Für Passanten, respektive Autofahrer, die am Samstagnachmittag nach Ahn fuhren bot sich ein durchaus sympathisches Schauspiel am Ortseingang. In der Tat hatten sich dort etwa hundert Frauen zusammengefunden, dies auf Einladung des nationalen Frauenrates, um die weiblichen Kandidatinnen für die diesjährigen Gemeindewahlen zu ehren.
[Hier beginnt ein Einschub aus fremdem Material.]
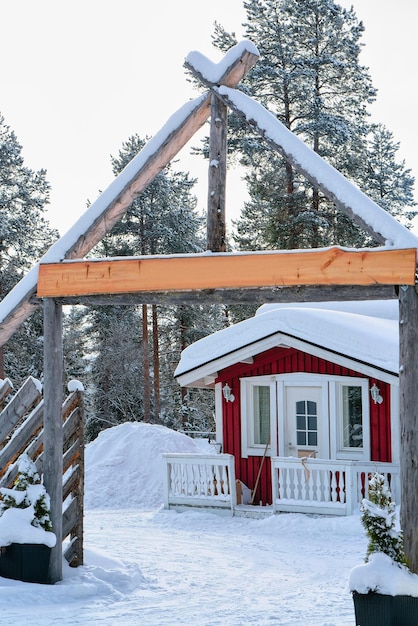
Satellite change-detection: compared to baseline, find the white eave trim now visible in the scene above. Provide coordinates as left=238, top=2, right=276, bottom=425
left=176, top=332, right=399, bottom=387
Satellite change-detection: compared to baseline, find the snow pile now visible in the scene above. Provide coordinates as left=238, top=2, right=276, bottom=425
left=85, top=422, right=211, bottom=509
left=348, top=552, right=418, bottom=598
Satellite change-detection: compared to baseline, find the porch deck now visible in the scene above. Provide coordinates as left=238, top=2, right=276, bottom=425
left=163, top=453, right=400, bottom=517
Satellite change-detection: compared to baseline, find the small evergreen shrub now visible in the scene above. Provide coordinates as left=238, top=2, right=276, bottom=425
left=361, top=472, right=408, bottom=566
left=0, top=454, right=52, bottom=532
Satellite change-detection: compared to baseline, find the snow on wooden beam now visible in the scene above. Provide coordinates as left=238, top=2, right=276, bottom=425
left=212, top=85, right=418, bottom=247
left=38, top=247, right=416, bottom=298
left=0, top=43, right=258, bottom=346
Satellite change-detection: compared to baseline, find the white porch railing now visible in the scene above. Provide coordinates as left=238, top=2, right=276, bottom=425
left=271, top=457, right=400, bottom=515
left=163, top=453, right=237, bottom=512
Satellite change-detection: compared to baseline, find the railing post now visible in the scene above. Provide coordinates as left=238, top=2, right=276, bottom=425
left=345, top=461, right=357, bottom=515
left=163, top=454, right=171, bottom=509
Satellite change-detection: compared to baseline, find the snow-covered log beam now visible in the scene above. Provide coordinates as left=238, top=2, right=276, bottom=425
left=0, top=42, right=258, bottom=346
left=38, top=247, right=416, bottom=298
left=212, top=85, right=418, bottom=247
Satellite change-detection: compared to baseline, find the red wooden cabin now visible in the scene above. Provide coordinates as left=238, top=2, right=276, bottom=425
left=171, top=301, right=399, bottom=513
Die Initiative wiederholt sich in der Tat zum dritten Mal: erstmals wurde 1999 den Kandidatinnen für die Gemeindewahlen ein Wäldchen im Norden des Landes gepflanzt; 2005 war der Ort dieser Begegnung, samt Einweihung eines Gedenksteines, im “Bambësch” während in diesem Jahr Winzerin Christiane Ley einen Weinberg zur Verfügung gestellt hatte, in dem den Kandidatinnen für die Gemeindewahlen Reben gepflanzt wurden.
Alles in allem war die gute Laune vor Ort, und sowohl die Vertreterinnen des nationalen Frauenrates, als auch die Kandidatinnen aus allen Parteien und allen Regionen des Landes waren eingetroffen, um sich gegenseitig Mut für die kommende Verabredung mit dem Wähler zuzusprechen.
Die Präsidentin des nationalen Frauenrates Joëlle Letsch kam dann auch auf die Entwicklung der weiblichen Präsenz in der lokalpolitischen Szene zu sprechen. In den Proporzgemeinden werden etwas mehr als 36% Kandidatinnen gezählt, gegen 33% im Jahre 2005. Was jetzt die Parteien anbelangt, liegen die Grünen mit 46% vor, gefolgt von der CSV mit 34%; die LSAP verzeichnet einen Frauenanteil von 33%, und die DP von 31,5%. Die kleineren Parteien, wie die KPL und die Lénk, verzeichnen ihrerseits wieder einen relativ hohen Frauenanteil unter den Kandidatinnen. Insgesamt haben fast alle Parteien ihren Frauenanteil seit 2005 verbessert. Die Gemeinden Düdelingen, Schifflingen und Strassen registrieren ebenfalls einen hohen Anteil an weiblichen Kandidatinnen.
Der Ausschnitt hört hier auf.